Jorge Rodríguez-Gerada, Out of Many, One, 2014, on the National Mall in Washington, DC
Courtesy designboom.com

As our U.S. readers celebrate the Thanskgiving holiday weekend, we look back at a work of “land art” that Cuban-born artist Jorge Rodríguez-Gerada created in the nation’s capital, a composite portrait that he calls “a celebration of diversity.”

Titled Out of Many, One—a translation of the Latin phrase e pluribus unum—the enormous portrait was a joint project of the National Portrait Gallery and the National Parks Service, which maintains the National Mall. The portrait combines the features of some 30 young men of different ethnic backgrounds, whom Rodríguez-Gerada met and photographed while walking the Mall.

Jorge Rodríguez-Gerada makes a small adjustment to one of the soil lines in Out of Many, One, 2014
Courtesy vosizneias.com

The massive earthwork required 2,000 tons of sand, which formed the portrait’s base layer, and 800 tons of soil to create the darker lines. Using high-accuracy satellite topography technology, construction workers were able to position 10,000 wooden pegs (and several miles of twine) to outline the portrait. Workers and volunteers filled in the spaces according to the plan, like a paint-by-numbers project on a huge scale.

The image was fully visible only from very high up—from an airplane, or from the top of the nearby Washington Monument. Visitors were able to walk through the portrait itself, experiencing what Rodríguez-Gerada called the “Zen garden feel” and the textures of the raked sand and soil.

Jorge Rodríguez-Gerada
Courtesy zimbio.com

“I think every artist, especially a portrait artist, has a little bit of themselves in everything they do,” says Rodríguez-Gerada, “and this one, most likely a little bit more, because it’s also my story.” The 48-year-old artist came from Cuba to the United States as a three-year-old and grew up in New Jersey.
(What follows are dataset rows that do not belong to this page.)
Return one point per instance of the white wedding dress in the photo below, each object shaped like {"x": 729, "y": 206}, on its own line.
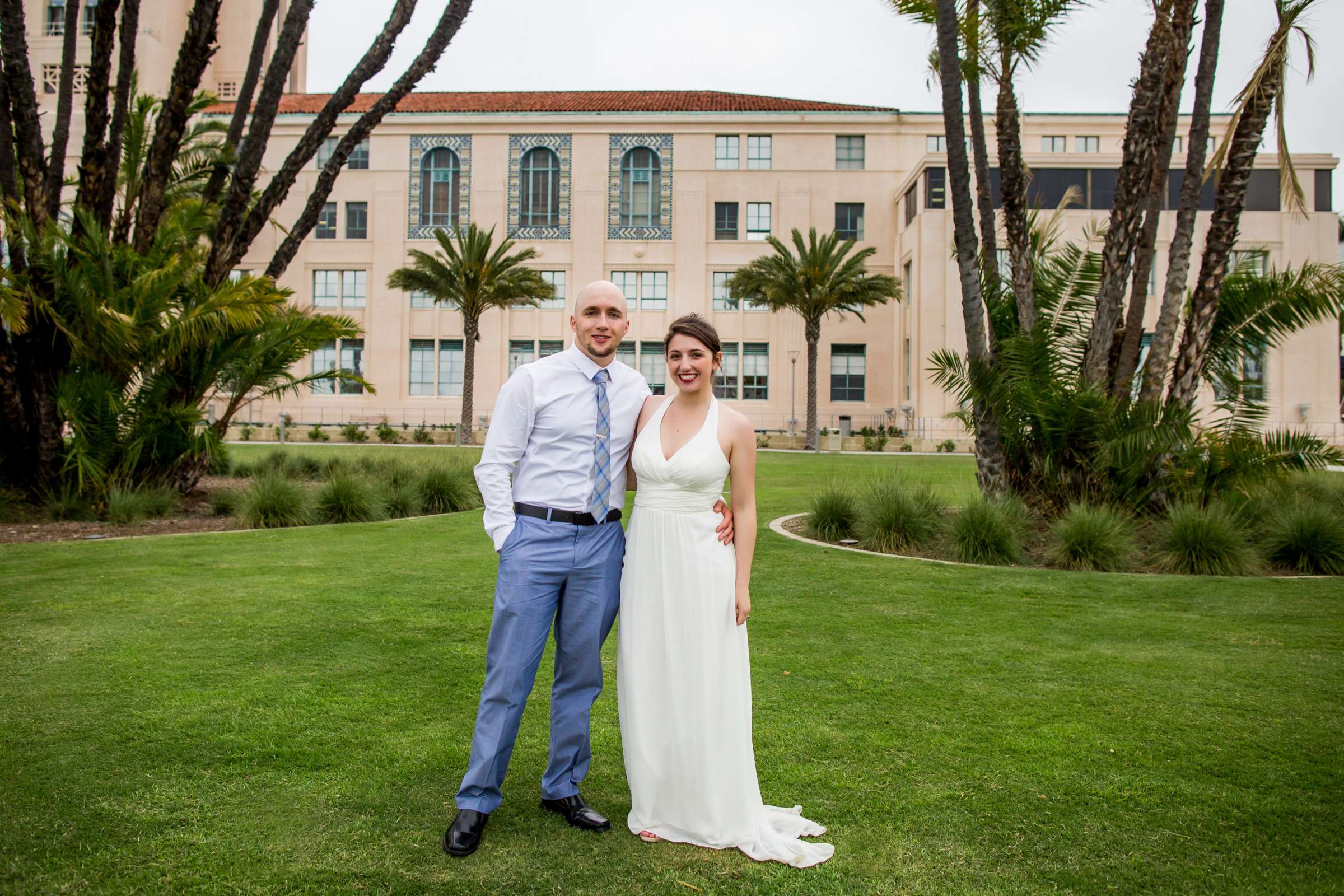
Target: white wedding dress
{"x": 683, "y": 672}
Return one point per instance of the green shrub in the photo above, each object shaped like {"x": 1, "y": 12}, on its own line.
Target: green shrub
{"x": 897, "y": 516}
{"x": 402, "y": 500}
{"x": 1092, "y": 538}
{"x": 1203, "y": 542}
{"x": 1307, "y": 538}
{"x": 125, "y": 506}
{"x": 273, "y": 501}
{"x": 348, "y": 499}
{"x": 66, "y": 506}
{"x": 353, "y": 433}
{"x": 448, "y": 488}
{"x": 986, "y": 533}
{"x": 226, "y": 501}
{"x": 834, "y": 514}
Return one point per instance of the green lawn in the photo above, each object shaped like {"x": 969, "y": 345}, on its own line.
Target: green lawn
{"x": 291, "y": 711}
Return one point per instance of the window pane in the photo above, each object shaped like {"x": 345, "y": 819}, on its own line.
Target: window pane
{"x": 726, "y": 381}
{"x": 654, "y": 366}
{"x": 449, "y": 367}
{"x": 422, "y": 367}
{"x": 353, "y": 359}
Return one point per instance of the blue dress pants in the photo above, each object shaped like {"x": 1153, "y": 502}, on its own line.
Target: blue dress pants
{"x": 549, "y": 573}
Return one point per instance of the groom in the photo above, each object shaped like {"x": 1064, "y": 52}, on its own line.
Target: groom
{"x": 562, "y": 428}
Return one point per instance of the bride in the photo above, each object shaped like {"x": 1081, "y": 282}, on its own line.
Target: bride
{"x": 683, "y": 673}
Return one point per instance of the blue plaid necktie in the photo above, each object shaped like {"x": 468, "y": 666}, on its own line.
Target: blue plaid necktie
{"x": 601, "y": 450}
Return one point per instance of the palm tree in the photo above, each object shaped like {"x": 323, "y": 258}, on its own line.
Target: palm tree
{"x": 1261, "y": 96}
{"x": 823, "y": 278}
{"x": 474, "y": 278}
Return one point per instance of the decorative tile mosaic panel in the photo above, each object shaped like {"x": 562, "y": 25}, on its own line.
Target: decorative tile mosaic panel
{"x": 518, "y": 147}
{"x": 421, "y": 144}
{"x": 622, "y": 144}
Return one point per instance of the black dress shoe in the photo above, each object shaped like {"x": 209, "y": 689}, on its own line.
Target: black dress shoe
{"x": 578, "y": 813}
{"x": 464, "y": 834}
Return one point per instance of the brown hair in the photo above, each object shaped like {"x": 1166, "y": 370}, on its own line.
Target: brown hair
{"x": 697, "y": 328}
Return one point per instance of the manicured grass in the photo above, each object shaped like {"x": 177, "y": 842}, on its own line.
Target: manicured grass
{"x": 291, "y": 711}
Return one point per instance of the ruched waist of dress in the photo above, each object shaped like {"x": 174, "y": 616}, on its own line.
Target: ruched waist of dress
{"x": 678, "y": 500}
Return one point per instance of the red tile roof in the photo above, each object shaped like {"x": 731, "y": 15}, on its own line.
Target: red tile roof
{"x": 593, "y": 101}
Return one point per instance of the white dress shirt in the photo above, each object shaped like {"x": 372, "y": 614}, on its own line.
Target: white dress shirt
{"x": 543, "y": 433}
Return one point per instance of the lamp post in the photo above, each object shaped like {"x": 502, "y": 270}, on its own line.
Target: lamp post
{"x": 794, "y": 379}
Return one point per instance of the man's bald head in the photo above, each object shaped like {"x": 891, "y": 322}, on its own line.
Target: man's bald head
{"x": 599, "y": 288}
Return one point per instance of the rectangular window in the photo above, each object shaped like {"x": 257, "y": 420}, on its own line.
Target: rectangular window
{"x": 847, "y": 372}
{"x": 360, "y": 155}
{"x": 629, "y": 284}
{"x": 726, "y": 381}
{"x": 721, "y": 297}
{"x": 357, "y": 221}
{"x": 324, "y": 359}
{"x": 326, "y": 222}
{"x": 422, "y": 367}
{"x": 449, "y": 367}
{"x": 936, "y": 189}
{"x": 654, "y": 366}
{"x": 848, "y": 152}
{"x": 756, "y": 371}
{"x": 326, "y": 288}
{"x": 654, "y": 289}
{"x": 726, "y": 152}
{"x": 725, "y": 221}
{"x": 758, "y": 152}
{"x": 557, "y": 280}
{"x": 353, "y": 361}
{"x": 353, "y": 288}
{"x": 758, "y": 221}
{"x": 521, "y": 351}
{"x": 850, "y": 221}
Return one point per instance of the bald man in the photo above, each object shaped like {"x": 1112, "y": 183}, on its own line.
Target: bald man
{"x": 562, "y": 430}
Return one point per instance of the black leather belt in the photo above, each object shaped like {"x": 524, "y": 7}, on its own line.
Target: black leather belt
{"x": 563, "y": 516}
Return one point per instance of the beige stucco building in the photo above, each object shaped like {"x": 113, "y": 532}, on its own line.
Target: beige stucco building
{"x": 667, "y": 193}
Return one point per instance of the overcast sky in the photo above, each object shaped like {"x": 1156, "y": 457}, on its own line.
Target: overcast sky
{"x": 837, "y": 50}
Some of his earliest art consisted of illegal “interventions” on advertising billboards, an ironic contrast to his current, highly official project.

Taína Caragol, a curator at the National Portrait Gallery, thinks of Rodríguez-Gerada’s project as “land art of the 21st century.” As an ephemeral artwork, she says, Out of Many, One “goes against the tradition of portraiture, which is a genre used to memorialize people.”

Out of Many, One was on view at the National Mall only during the month of October. After that, the sand and soil were plowed up to become the base for a grass-covered sports field. But thanks to satellite photography, Rodríguez-Gerada’s haunting face, created out of many, lives on.